Genes in the community at that enriches GO:3735 structural constituent of ribosome.
| Genes in the GO Term | Genes not in GO Term |
| rplA, rplB, rplC, rplD, rplE, rplF, rplI, rplJ, rplK, rplL, rplM, rplN, rplO, rplP, rplQ, rplR, rplS, rplU, rplV, rplW, rplX, rplY, | cdsA, cmk, dnaG, dusB, efp, fis, fusA, gidB, gmk, infB, ispU, lpxB, mnmG, mrdA, murA, nusA, nusG, obgE, parE, |
| rpmA, rpmB, rpmC, rpmD, rpmE, rpmG, rpmH, rpmJ, rpsA, rpsB, rpsC, rpsD, rpsE, rpsF, rpsG, rpsH, rpsI, rpsJ, rpsK, | ppa, prfC, priB, pyrH, queA, rbfA, rho, rimM, rlmN, rnhB, rnpA, rpoA, rpoZ, secE, secG, secY, speA, speB, tff, tig, |
| rpsL, rpsM, rpsN, rpsO, rpsP, rpsQ, rpsR, rpsS, rpsT, rpsU, | trmA, trmD, trmI, truB, truC, tsf, typA, yadB, yggN, ygiQ, yhbC, yhbE, yhbY, yidC, yidD, yqcC |
Figure 5Links connecting operons in the community that enriches for genes involved in ribosome structure.

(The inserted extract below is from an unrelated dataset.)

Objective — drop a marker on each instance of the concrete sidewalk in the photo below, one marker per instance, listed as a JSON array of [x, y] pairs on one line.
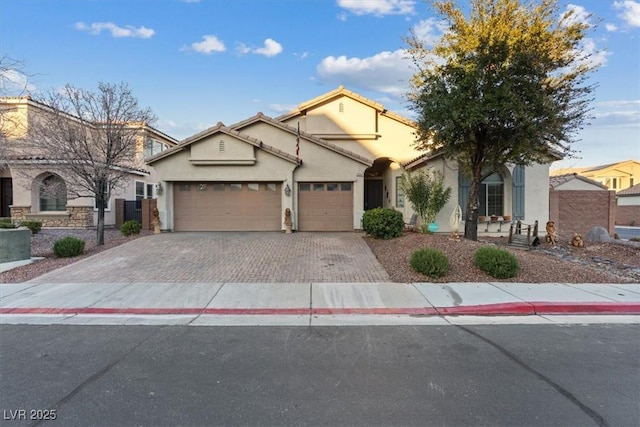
[[304, 303]]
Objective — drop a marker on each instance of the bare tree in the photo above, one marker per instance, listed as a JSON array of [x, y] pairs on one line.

CLR links are in light blue, RegulonDB links are in black. Small symbols are genes that are not in the community, but are regulators of genes that are in the community and are therefore candidates for mediating indirect interactions between community genes. Symbol shape and color indicate attributes as follows: red, transcription factors; dark blue, ppGpp regulated promoter by direct assay [54]; light blue, ppGpp regulated translation related promoter by microarray [55]; pink, other; hexagon, promoter; diamond, promoter; square, promoter; circle, unknown sigma factor. Note that very few interactions observed in the CLR network can be explained by the direct interactions annotated in RegulonDB. The high proportion of ppGpp sensitive promoters among operons contained in the community suggests this molecule as a good candidate for regulating the remaining interactions. The network layout was determined by the circular layout option in Cytoscape 2.8.1, no particular significance should be attached to operons being outside the main circle.